12:第一に、世界的に金利が上昇する。第二に、過剰流動性が収縮する過程で為替レートの調整が起こる。人民元は1ドル=4.5ドル程度まで上昇する可能性がある。また、対米ドルで過大評価となっているユーロ、ポンド、豪ドル、NZドルなどが下落することが予想される
13:さらに、2015年頃には、貯蓄不足による世界的な高金利リスクの再燃が予想される
14:したがって米国は、財政赤字を縮小させ、中国からの資金流入を必要としない状態にならねばならない。

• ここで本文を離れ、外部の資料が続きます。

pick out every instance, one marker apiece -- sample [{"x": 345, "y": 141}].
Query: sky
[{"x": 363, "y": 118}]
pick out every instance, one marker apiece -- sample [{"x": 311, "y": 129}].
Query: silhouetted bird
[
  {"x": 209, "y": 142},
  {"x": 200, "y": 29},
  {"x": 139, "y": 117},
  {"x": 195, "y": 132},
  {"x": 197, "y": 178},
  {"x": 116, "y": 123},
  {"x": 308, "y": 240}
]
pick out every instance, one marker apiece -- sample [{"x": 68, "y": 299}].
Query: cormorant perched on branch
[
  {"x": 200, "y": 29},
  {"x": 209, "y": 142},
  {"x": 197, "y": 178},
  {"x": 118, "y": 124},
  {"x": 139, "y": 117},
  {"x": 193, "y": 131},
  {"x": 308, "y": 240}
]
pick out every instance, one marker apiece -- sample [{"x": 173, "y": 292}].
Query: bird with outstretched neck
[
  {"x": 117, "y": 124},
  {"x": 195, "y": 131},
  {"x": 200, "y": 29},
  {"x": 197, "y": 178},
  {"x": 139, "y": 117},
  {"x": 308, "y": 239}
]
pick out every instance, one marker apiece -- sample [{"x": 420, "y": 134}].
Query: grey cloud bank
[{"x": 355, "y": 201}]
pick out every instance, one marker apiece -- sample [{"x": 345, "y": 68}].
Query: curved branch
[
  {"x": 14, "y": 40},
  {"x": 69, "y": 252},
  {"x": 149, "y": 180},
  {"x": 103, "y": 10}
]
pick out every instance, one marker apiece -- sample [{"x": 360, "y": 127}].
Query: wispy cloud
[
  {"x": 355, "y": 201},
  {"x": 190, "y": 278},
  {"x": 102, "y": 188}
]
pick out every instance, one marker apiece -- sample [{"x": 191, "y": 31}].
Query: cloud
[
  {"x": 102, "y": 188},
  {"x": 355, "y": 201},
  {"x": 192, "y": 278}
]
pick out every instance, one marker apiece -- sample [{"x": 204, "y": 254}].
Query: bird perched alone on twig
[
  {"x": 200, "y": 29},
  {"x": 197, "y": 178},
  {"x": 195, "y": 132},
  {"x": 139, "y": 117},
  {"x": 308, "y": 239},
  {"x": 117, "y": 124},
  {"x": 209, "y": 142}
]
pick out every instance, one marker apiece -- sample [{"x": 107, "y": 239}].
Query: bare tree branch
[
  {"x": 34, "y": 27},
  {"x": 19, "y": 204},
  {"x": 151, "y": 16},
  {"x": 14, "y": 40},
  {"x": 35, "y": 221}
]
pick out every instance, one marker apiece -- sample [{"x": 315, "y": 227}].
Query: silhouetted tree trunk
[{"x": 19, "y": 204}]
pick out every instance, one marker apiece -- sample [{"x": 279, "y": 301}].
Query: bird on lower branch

と同時に、米国の財政赤字縮小=世界的な需要減少になるから、この需要減少分を世界のどこかが肩代わりする必要がある。そのためには、中国経済内需主導型になるしかない
15:結論的には、米国の財政赤字削減の可否が、中長期的な世界経済の安定を規定していく。また、過剰流動性の源泉である中国は、経済動向次第では世界経済の激震の起点にもなりかねない



文中では直接触れられてはいないが、政府系ファンド(SWF)がなぜ中国と中東諸国に多いのか*1がよくわかるレポートでもある。現在の世界の過剰流動性の供給源は「中国」と「中東諸国」、いずれも市場メカニズムがうまく作用しないので貯蓄過剰になっていて、この資金が政府系ファンドとして世界のマネーマーケットを駆け巡っているというわけだ。
政府系ファンド論はどうも、「是か非か」とか「日本も政府系ファンドを立ち上げるべきか否か」といった議論が多く、これをグローバルなマネーフローの歪みと結びつけた議論が少ない、という問題点がある。そうしたなかで、グローバルなマネーフローを論じたこのレポートは、政府系ファンドについて考える上でも、益するところがあると思う。


 

*1:アブタビ投資庁サウジアラビア通貨庁、クウェート通貨庁、中国投資、など。